Challenges and Set-Backs at Emigration Canyon

While the Donner Party traveled on the Hastings Cut-Off in 1846, they entered Utah and encountered many obstacles. In the Wasatch Mountains the Party had to excavate Emigration Canyon. This proved to be extremely difficult and the Donner Party decided instead to climb over the steep hill. This resulted in the death of many of their oxen, forcing the Party to leave many of their wagons behind.

While the Donner Party was not the first nor the last group to travel the Hastings Cut-Off, they were undoubtedly the most afflicted and grief-stricken group to ever travel this route. The Hastings Cutoff was a new route that the Donner Party followed in the summer of 1846. Taking this path was ultimately the beginning of their tragedy. The Hastings Cutoff was a branch off of the Oregon trail starting in Wyoming that went through Utah (instead of Idaho like the Oregon Trail) then through Nevada, eventually joining with the California trail. Lansford Hastings was the man who suggested the idea of the new route, claiming that it would save them 250 miles of travel, although Hastings himself had never traveled the route.

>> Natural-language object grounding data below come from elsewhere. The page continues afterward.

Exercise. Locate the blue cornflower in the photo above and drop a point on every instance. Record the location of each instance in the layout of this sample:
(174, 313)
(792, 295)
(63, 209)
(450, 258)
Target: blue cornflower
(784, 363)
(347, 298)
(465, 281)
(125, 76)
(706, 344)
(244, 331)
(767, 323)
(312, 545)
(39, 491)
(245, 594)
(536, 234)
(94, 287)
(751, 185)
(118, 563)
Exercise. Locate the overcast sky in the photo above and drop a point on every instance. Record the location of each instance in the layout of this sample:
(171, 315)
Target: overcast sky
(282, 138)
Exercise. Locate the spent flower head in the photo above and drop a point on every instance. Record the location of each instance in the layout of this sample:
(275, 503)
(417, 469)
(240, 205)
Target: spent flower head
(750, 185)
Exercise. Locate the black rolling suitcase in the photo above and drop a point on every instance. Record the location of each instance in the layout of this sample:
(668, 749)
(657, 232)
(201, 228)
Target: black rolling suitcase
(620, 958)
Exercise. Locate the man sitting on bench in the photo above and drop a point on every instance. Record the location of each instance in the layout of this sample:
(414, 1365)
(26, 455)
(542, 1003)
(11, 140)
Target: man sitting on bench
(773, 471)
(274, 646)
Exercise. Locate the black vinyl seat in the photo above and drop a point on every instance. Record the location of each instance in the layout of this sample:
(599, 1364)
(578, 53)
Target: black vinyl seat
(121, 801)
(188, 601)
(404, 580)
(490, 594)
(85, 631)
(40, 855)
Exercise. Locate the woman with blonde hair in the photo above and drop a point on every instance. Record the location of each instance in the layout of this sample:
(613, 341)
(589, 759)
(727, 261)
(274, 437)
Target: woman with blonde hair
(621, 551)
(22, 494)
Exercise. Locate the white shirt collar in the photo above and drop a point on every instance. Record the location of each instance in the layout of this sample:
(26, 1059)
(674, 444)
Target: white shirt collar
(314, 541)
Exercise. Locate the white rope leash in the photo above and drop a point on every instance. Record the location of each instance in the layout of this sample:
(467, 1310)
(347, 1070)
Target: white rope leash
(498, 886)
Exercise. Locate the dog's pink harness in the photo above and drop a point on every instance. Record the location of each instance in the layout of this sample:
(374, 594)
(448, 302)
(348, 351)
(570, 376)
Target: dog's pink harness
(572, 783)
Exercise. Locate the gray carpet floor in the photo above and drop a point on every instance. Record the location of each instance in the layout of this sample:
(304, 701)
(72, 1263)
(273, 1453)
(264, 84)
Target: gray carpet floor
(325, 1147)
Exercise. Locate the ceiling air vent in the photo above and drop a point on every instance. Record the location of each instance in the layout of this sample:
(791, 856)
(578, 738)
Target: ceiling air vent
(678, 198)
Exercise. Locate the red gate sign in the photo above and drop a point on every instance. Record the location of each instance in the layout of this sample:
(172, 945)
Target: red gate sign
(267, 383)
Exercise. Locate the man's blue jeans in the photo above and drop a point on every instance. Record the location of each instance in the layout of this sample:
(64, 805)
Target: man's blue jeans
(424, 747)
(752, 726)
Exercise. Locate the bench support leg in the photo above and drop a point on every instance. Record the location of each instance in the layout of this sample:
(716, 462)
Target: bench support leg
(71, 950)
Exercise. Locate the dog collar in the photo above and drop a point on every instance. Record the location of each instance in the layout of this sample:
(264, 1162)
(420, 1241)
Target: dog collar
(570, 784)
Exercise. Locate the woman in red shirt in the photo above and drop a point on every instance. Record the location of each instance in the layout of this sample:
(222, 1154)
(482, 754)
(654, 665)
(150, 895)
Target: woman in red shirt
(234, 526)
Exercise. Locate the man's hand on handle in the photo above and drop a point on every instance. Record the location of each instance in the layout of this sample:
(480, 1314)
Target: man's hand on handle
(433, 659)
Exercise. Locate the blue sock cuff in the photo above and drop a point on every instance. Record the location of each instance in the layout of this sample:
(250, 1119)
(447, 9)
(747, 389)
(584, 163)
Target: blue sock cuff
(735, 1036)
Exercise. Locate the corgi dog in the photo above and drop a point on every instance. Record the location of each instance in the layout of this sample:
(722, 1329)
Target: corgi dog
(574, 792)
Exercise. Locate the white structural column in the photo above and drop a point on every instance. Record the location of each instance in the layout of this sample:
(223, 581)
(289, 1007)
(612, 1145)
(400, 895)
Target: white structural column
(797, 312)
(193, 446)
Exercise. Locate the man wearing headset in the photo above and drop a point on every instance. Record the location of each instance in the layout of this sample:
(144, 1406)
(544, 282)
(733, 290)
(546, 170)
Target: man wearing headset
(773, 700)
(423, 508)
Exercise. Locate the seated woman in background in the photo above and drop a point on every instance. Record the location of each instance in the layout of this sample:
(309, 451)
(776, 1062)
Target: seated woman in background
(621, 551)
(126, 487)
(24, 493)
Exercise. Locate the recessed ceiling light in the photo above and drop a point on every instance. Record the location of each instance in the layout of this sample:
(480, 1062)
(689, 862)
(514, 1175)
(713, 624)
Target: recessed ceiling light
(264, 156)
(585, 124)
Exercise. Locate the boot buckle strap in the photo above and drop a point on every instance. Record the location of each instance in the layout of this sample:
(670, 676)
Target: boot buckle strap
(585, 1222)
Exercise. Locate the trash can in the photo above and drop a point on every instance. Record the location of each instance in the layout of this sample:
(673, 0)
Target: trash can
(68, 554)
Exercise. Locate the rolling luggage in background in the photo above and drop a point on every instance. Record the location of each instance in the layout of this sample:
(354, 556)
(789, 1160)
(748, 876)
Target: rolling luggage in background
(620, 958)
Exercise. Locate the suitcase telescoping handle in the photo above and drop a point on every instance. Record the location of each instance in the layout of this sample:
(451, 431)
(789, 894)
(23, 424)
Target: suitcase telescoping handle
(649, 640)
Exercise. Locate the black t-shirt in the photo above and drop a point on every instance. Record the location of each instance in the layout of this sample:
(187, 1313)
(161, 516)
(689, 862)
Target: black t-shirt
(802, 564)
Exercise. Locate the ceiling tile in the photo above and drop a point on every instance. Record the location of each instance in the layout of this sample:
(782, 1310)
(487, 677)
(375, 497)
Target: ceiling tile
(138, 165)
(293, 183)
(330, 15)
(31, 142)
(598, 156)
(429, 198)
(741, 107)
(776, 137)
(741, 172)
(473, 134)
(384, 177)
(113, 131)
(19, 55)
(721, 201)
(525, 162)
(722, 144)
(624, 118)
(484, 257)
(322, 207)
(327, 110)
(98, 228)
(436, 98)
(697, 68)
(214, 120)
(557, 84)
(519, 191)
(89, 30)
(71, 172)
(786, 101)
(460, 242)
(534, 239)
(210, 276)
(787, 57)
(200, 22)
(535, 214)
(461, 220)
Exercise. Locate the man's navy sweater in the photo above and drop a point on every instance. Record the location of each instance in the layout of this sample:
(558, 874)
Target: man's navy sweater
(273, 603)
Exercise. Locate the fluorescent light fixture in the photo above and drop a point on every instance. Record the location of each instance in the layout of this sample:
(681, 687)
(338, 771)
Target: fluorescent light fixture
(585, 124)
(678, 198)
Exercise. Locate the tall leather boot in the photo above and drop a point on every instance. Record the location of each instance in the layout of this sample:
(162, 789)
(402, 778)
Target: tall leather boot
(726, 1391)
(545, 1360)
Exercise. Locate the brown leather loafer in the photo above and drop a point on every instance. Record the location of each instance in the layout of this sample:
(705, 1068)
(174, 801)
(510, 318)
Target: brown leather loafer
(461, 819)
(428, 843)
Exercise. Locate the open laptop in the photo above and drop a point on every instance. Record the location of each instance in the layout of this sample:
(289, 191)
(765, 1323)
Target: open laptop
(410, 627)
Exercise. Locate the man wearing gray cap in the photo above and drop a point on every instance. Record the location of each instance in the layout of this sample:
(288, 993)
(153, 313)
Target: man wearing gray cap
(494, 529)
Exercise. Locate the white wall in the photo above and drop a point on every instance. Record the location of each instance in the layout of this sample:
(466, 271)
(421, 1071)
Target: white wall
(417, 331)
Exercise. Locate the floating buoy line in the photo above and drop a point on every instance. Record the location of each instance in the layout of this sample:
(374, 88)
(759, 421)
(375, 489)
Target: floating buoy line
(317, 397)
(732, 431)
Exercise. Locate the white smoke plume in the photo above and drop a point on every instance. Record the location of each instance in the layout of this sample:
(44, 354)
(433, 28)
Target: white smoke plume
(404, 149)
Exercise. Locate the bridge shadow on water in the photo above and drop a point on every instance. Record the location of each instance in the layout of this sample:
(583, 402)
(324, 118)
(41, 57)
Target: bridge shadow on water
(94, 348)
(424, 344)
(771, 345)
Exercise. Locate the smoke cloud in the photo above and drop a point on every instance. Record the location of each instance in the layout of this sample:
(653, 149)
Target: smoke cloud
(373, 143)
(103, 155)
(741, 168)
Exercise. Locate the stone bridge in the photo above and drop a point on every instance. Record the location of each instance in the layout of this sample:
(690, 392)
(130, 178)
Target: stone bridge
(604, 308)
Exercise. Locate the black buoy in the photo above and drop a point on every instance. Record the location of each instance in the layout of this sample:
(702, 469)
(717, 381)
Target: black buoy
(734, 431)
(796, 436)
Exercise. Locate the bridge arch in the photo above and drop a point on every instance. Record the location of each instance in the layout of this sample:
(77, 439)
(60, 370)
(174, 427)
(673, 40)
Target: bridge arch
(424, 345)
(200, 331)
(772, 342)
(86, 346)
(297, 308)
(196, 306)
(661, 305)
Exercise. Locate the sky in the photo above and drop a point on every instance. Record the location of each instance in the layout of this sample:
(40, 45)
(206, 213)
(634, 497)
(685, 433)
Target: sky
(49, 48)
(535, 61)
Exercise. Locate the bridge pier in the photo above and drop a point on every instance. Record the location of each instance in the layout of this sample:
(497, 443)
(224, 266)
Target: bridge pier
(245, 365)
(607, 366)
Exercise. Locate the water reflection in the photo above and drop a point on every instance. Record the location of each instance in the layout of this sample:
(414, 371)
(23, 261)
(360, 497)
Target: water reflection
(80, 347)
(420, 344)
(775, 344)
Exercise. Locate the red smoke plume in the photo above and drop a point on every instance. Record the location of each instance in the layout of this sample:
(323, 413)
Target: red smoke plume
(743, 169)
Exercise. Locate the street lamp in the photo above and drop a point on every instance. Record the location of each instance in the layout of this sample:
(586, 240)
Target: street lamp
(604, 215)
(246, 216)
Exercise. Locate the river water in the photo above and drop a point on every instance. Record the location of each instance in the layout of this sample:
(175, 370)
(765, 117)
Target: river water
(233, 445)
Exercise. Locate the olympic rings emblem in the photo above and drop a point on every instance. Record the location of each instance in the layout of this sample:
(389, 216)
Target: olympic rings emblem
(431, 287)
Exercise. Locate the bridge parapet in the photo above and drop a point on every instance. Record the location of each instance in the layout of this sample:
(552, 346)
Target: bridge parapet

There were multiple factors that attributed to the unfortunate events experienced by the Donner Party, many of them in Utah. While traveling through Utah on the Hastings Cut-Off, the Party was negatively affected by having to clear out Emigration Canyon, cross the muddy areas of the Great Salt Lake Desert, and travel for extended amounts of time in the desert without water. While the party was going through Utah on the Hastings Cutoff route, they spent 16 days hacking out a 36-mile road through the Wasatch Mountains. Upon arriving at what would later be known as Emigration Canyon, they encountered brush and trees that were impenetrable. Instead of continuing hacking through the canyon, they attempted to climb over the hill in hopes that they would save time. Unfortunately the hill was too steep and the excursion left them more exhausted than if they had continued through the canyon. With no time to rest after climbing the hill, many of the oxen gave out and died, leaving the party to move on without them. Their trip was delayed further because of this excursion which led to the well-publicized disaster in the Sierra Mountains where about half of their party died and many of the rest turned to cannibalism. Despite this well-known disaster, Brigham Young’s party of pioneers took advantage of this path that the Donner party created in Emigration Canyon the following summer in 1847. This allowed the pioneers to save time on their own journey and plant crops in time for the next harvest. To honor the Donner Party’s legacy, the members of The Church of Jesus Christ of Latter-Day Saints erected a monument in 1958 at the mouth of Emigration Canyon.